The 16-hour Outlook outage on March 12 has been attributed to a firmware upgrade that went wrong. Microsoft (News
- Alert) is in the middle of transitioning its Hotmail user base over to its new Outlook service.
Such an outage is considered rare for this type of high caliber Web service that required human intervention to get Outlook back online making for a lengthy restoration process, company officials said.
Detailing the outage in a post-mortem blog post, Microsoft officials said there was a service interruption that affected some users’ access to a small part of the SkyDrive service, but primarily Hotmail.com and Outlook.com.
While performing its regular process of updating the firmware on a core part of Microsoft’s physical plant, a failure occurred that resulted in a “rapid and substantial temperature spike” in the data center, according to Arthur de Haan, vice president of test and service engineering for Microsoft’s Windows division.
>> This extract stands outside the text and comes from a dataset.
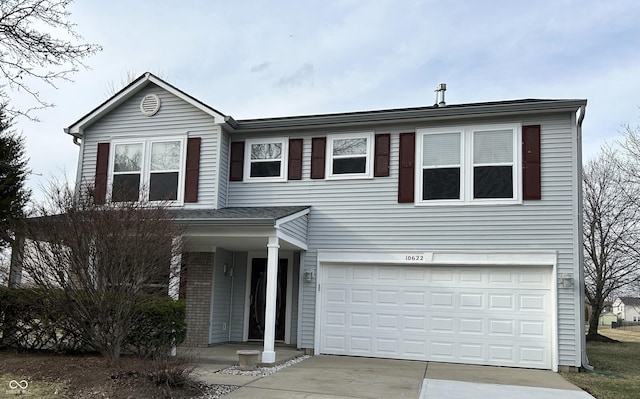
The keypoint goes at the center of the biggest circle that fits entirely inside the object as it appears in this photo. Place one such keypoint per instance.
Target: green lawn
(617, 367)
“This spike was significant enough before it was mitigated that it caused our safeguards to come in to place for a large number of servers in this part of the datacenter,” de Haan explained in the post. “These safeguards prevented access to mailboxes housed on these servers and also prevented any other pieces of our infrastructure to automatically failover and allow continued access.”
This particular area of the data center he referred to houses parts of the Hotmail.com, Outlook.com and SkyDrive infrastructure.
Microsoft brought back access in waves throughout the evening of March 12 with the majority of the affected mailboxes fully restored before midnight and the rest completed by 5:30 a.m. on March 13.
“Requiring this kind of human intervention is not the norm for our services and added significant time to the restoration,” de Haan said.
Could this kind of outage happen again in the future? de Haan said post-incident that Microsoft is working to make sure it doesn’t.
“Now that we’re through the resolution, we’re also hard at work on ensuring this doesn’t happen again,” he said.